Il existe une pensée sans langage. Le langage constitue en effet une traduction, parfois limitée, de nos idées, de nos représentations mentales. À titre d’exemple, il peut parfois nous arriver d’oublier le nom d’une personne, d’un objet. L’idée est là, la pensée est présente, mais le langage nous fait défaut. De même, des expériences ont montré que des patients aphasiques, atteints de lésion cérébrale et ayant perdu momentanément (ou durablement) l’usage du langage, parvenaient à penser sans mots. Cela ne les empêchaient pas de penser et de raisonner ; sur leur maladie, leur avenir, de construire des projets, voire de calculer. Autre exemple, le scientifique Albert Einstein qui a rapporté penser à l’aide de représentations visuelles.

Une personne sourde, privée de langage oral, n’est ainsi pas démunie de sa capacité de penser par rapport une personne entendante. Elle est tout aussi capable de penser en images qu’un entendant. De plus, le langage des signes (un langage gestuel) est une langue développée qui n’a rien à envier au langage parlé, du fait de sa finesse, de sa rigueur et de sa richesse. Une personne cophotique peut donc tout à fait lire, exprimer ses expériences et penser comme une personne entendante.

Penser avec le langage des signes

De manière logique, la langue assimilée dès l’enfance par un individu sourd est un langage gestuel, au lieu d’un langage oral. Ce langage est la langue des signes (LS), une langue naturelle qui s’est formée petit à petit, au fil du temps. Contrairement aux langues construites, telles que les langages mathématiques qui se sont formées dans le but de répondre à un besoin précis de l’Homme, la langue des signes suit son propre chemin et évolue constamment.

Contrairement à ce que l’on croit souvent, il n’existe non pas une langue des signes universelle, mais une multitude dans le monde.

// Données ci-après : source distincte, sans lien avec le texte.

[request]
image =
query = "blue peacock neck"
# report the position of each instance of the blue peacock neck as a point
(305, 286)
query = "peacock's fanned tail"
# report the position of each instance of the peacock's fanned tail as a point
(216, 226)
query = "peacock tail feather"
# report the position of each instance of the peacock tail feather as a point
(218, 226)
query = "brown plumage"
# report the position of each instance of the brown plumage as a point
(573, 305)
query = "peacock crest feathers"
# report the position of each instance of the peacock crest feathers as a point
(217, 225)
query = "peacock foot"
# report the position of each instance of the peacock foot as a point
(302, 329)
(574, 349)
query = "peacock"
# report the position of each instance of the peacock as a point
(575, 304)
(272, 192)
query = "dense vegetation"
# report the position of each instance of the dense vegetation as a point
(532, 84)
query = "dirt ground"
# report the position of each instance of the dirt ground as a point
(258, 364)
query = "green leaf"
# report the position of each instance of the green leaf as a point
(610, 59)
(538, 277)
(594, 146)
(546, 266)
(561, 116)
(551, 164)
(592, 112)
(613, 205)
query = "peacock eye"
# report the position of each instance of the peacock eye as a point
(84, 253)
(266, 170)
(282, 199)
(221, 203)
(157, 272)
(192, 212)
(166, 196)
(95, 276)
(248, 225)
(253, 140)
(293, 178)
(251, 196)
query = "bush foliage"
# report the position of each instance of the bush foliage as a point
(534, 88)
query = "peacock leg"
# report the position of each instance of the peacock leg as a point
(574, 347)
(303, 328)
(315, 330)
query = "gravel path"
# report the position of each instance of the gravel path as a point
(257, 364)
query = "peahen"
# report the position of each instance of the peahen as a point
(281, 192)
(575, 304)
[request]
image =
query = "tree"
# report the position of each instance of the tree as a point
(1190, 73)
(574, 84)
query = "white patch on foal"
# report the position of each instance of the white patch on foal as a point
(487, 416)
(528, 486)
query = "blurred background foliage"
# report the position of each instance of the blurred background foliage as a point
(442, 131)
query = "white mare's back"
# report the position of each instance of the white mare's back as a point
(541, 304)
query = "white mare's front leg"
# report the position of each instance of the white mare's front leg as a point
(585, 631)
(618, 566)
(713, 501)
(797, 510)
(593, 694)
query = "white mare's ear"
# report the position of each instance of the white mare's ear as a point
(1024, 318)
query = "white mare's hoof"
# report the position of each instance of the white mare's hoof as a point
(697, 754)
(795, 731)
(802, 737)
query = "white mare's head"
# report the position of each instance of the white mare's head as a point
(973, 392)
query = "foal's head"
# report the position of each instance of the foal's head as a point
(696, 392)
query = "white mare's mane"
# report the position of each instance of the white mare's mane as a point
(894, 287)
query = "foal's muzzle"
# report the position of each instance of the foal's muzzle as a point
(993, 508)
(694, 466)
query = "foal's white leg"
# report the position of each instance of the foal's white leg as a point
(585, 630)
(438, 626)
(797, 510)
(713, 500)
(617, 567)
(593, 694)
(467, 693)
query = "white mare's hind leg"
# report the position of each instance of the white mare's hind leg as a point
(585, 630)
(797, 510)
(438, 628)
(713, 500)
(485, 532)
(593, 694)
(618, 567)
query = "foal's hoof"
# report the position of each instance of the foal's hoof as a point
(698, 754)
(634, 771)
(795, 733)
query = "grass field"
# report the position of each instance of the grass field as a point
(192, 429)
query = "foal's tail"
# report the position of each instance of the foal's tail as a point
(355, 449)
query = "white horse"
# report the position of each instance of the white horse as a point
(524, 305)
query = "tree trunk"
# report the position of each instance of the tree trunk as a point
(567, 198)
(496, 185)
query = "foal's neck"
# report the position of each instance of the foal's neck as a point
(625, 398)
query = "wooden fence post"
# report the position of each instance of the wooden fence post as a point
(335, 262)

Elles varient selon les pays, la région, le dialecte. En France, au cours du XXe siècle, chaque institut a développé sa propre langue des signes. Devant le succès de cette forme de langage, c’est finalement le dialecte parisien qui s’est imposé dans le pays.

La langue des signes se compose de gestes, qui représentent des mots, voire des phrases, et d’un alphabet dactylologique. Ce dernier est utilisé pour épeler des noms propres ou des mots n’existant pas dans la langue des signes par exemple. Pour les entendants, les intonations employées à l’oral permettent de comprendre le sens d’une phrase. En revanche, pour une personne sourde, ce sont les expressions du visage qui vont leur permettre de saisir les sentiments de son interlocuteur et le ton employé.

De la même manière que l’apprentissage oral d’une personne entendante lui permet de s’exprimer dans sa langue maternelle, le langage des signes appris dès l’enfance à une personne sourde lui permet d’apprendre à penser en langue des signes. Ainsi, un enfant sourd de naissance continuera à penser en langue des signes et en images, selon son vécu et ses expériences.